We make the cookies, and when the kitchen starts to fill with a wonderful warm chocolaty smell I feel deeply accomplished. We immediately eat too many and drink the milk, and Ash was entirely right when she said it was all about the milk’s being fresh. It’s amazing — a truly sublime experience. We start laughing for no reason, and the cat comes out and rubs my leg for the first time since I gave away the kittens — I pour her a saucer of milk.

And when the cookies are cool, we go to the nursing home. On the way there, I explain about Grandma’s progress and Grandma’s boyfriend.

“I don’t get it, are they married or not?”

“Not officially.”

“And what’s the deal with her crawling and swimming?”

“Remember how she was in bed last time we saw her?”

“Uh-huh.”

“Well, she’s out of bed now.
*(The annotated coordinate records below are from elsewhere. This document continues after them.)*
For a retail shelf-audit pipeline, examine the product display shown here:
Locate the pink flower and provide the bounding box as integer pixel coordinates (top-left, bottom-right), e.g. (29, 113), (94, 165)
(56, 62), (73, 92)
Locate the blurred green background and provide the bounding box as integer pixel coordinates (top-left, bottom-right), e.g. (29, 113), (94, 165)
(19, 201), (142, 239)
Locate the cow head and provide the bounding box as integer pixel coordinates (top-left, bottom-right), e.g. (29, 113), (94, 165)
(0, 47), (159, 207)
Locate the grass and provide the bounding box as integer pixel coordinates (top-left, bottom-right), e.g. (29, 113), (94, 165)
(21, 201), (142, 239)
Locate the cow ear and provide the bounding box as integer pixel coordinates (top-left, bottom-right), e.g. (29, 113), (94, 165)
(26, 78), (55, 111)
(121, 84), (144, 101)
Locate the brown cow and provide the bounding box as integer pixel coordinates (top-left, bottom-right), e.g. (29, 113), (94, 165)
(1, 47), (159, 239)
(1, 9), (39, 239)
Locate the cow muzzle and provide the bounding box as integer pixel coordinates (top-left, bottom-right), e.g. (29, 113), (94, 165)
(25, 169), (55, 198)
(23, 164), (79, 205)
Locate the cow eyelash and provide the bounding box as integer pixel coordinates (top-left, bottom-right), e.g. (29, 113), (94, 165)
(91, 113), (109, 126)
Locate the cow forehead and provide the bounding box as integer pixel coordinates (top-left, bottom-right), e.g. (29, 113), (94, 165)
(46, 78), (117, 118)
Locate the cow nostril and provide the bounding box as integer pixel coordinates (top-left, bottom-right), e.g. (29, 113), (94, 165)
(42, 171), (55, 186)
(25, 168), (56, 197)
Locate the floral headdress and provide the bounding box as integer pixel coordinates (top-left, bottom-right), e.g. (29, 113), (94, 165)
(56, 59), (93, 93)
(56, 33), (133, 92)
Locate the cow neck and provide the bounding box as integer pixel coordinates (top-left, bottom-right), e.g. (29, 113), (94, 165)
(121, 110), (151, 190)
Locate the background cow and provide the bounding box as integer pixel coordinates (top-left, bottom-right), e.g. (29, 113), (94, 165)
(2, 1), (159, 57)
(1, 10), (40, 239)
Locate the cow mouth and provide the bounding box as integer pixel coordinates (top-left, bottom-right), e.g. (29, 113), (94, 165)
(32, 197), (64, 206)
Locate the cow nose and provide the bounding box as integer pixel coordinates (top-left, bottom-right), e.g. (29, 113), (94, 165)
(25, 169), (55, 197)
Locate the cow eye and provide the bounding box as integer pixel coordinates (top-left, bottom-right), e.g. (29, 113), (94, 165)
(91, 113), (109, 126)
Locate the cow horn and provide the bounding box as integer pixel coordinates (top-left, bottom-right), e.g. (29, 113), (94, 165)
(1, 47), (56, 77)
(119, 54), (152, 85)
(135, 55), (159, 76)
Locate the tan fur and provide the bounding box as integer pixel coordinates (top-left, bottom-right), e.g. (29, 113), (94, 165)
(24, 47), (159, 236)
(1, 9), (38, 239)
We’re not sure if it’s a new medicine or perhaps she forgot why she was in bed. I myself can’t remember exactly what happened. I know that we put her in the nursing home because she was bedridden — I’m not sure anyone ever knew why.”

“Well, so that’s cool, she’s getting better.”

“That’s one way to describe it.”

“Hi, Mom,” I say as we walk into her room.

“So you say,” she says.

“What’s wrong?”

“They’re here,” she says with a particular expression of annoyance, as though long-awaited aliens have finally made themselves known.